Home Server Room Power Monitoring

So with the new ESXI box came another upgrade to the “server room”. This upgrade comes about for a couple of reasons. Firstly I wanted to know how much power things were actually using when they were doing things (part of the reason for ESXI on a Xeon-D is to do more with less power). Secondly I wanted to be able to remotely turn on and off the power to devices.

Now turning the power on and off remotely may sound like something you’d not really need, but my original pfSense box would always hang on reboot (when upgrading, or just rebooted for whatever reason) and the new X10SDV mobo has an interesting bug when using certain NVMe M.2 SSDs which means you need to kill the power to the mobo to make the SSD visible again (see https://tinkertry.com/supermicro-superserver-bios-change-can-cause-960-pro-and-evo-to-hide-heres-the-fix). So I was kind of keen.

Looking about at options the usual APC kit is really quite pricey and more than I’d be willing to pay. There are some single port type options that look a bit homebrew and none of those took my fancy. Then I came across Ubiquiti’s mPower series. Two issues with mPower stuff though, its only available with US or Euro sockets and its also been discontinued by Ubiquiti.

The former can easily be sorted. Euro kettle leads are 99p on eBay, and if you need to plug in a 12v PSU type thing a travel adapter is also 99p on eBay (or in Poundstrecher). That its been discontinued by Ubiquiti turns out to a good thing. Why? Well because you can pick the devices up pretty cheaply. I got a 6way strip, the one with ethernet on-board, for £37 at LinITX. Bargain. The mFi software is still available from Ubiquiti too, but use Google to find it ‘cos you won’t find it in Ubiquiti’s site menus anymore.
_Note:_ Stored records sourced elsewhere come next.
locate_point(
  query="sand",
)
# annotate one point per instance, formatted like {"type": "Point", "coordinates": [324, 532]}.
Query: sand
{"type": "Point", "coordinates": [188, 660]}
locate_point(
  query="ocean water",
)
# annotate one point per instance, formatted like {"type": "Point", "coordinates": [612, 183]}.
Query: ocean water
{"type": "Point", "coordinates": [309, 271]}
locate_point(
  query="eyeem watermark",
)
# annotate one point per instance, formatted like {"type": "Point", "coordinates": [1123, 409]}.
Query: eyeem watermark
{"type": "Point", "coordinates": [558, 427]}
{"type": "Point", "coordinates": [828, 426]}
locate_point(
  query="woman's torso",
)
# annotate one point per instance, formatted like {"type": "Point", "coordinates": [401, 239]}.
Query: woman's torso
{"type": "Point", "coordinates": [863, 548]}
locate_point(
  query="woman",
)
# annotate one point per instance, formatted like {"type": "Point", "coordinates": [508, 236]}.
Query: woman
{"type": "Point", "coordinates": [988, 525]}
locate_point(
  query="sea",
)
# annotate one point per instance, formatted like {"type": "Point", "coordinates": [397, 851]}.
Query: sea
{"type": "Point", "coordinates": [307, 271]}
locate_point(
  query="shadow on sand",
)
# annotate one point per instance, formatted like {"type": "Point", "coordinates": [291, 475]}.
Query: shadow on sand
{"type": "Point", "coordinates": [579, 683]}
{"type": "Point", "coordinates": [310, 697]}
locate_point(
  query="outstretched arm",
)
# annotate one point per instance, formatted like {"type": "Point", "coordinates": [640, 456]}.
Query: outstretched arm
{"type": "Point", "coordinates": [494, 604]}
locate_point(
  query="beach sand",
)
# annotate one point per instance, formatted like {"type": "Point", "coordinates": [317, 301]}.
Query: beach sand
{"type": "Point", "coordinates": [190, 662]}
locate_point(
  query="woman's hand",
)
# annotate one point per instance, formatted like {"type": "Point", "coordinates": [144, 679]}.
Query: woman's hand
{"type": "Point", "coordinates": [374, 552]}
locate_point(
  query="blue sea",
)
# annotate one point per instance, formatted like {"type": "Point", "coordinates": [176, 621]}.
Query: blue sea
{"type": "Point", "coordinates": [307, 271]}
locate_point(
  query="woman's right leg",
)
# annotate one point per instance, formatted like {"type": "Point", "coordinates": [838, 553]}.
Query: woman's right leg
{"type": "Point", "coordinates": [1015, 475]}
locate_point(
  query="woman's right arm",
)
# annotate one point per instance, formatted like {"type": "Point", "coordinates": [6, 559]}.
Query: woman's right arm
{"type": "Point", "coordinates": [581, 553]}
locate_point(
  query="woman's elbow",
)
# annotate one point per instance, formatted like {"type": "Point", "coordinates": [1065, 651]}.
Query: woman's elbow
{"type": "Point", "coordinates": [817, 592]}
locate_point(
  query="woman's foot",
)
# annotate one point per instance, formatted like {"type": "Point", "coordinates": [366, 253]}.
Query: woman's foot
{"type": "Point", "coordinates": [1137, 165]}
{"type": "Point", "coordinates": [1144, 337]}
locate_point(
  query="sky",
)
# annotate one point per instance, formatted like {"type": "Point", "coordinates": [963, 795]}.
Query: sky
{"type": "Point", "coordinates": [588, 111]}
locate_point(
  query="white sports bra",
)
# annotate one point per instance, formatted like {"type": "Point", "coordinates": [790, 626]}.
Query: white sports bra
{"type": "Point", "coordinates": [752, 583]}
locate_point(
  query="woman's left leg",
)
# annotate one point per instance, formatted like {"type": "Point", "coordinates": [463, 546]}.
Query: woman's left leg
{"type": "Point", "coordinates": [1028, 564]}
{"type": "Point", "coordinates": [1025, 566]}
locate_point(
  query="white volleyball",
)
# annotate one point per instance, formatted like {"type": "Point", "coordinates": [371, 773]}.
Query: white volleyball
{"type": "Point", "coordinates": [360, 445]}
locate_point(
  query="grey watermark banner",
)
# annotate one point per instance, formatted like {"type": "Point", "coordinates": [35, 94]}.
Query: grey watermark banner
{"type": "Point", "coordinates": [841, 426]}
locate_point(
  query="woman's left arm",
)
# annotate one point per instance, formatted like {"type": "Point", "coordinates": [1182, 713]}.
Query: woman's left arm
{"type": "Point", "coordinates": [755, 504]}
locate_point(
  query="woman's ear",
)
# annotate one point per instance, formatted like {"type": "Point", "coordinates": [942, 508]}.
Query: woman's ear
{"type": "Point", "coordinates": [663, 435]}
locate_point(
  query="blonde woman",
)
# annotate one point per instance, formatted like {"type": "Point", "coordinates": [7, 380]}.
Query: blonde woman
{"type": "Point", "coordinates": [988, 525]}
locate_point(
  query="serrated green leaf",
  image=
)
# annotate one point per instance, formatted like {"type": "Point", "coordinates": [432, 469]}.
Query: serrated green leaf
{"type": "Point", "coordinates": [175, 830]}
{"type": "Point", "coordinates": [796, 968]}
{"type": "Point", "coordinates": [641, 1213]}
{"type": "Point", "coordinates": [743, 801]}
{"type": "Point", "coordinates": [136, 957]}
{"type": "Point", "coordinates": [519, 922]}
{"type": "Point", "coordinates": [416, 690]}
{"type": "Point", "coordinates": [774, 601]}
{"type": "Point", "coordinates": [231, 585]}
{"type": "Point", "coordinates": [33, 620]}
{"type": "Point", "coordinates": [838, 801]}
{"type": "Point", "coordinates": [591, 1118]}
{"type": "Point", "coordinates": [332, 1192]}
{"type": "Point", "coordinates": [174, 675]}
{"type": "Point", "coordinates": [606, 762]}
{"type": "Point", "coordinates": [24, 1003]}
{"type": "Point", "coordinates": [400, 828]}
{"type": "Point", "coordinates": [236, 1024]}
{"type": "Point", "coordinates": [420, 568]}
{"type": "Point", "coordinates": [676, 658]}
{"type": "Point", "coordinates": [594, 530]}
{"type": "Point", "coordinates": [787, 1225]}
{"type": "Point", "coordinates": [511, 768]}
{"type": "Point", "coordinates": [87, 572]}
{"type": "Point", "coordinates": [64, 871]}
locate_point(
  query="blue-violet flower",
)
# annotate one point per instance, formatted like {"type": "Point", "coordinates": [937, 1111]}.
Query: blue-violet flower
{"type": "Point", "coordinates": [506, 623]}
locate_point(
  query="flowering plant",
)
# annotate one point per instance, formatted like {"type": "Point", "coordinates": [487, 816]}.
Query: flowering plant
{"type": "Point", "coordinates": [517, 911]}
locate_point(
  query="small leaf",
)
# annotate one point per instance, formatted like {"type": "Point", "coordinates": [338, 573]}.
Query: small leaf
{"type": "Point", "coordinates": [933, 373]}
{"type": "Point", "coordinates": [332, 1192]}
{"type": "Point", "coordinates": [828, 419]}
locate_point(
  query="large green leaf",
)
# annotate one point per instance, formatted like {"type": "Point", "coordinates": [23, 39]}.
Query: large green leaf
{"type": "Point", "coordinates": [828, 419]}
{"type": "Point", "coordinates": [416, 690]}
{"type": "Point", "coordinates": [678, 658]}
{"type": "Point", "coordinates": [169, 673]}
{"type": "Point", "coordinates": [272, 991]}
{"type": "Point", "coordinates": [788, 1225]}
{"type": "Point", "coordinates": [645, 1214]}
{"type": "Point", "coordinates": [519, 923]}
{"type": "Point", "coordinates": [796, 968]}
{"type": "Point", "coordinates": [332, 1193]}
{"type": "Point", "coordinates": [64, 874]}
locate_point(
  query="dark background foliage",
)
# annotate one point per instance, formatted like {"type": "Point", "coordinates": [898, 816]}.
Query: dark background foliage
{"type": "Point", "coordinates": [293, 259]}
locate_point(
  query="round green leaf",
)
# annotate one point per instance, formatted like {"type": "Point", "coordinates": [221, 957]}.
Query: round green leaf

The trouble with older software though is its not been updated for modern libraries and versions. The Mac app “just works”, but I don’t leave my Mac on all the time. I wanted to make the Linux version work. My Linux box is running Centos 7, so thats default Java 8 and MongoDB 2.6. mFi wants Java 7 and MongoDB 2.4. Java 7 is a simple yum install. MonogoDB just needs some hunting down in the MonogoDB reporisories to download the last 2.4 series release which you can then install manually. Then you have to fart about with Java keystores, but that done, the mFi software works great.

You don’t actually need the mFi software though. The power strip itself will grab an IP from DHCP (so stick a fixed DHCP assignment on your DHCP server for it) and you can just connect to it over http to see power use and turns off/on the individual sockets. £37 well spent.

Since I have the mFi software running fine I’ve not really investigated playing about with the mPower strip. It runs an embedded Linux distro itself, so appears to be ripe for some hackery if thats your thing. Maybe one day.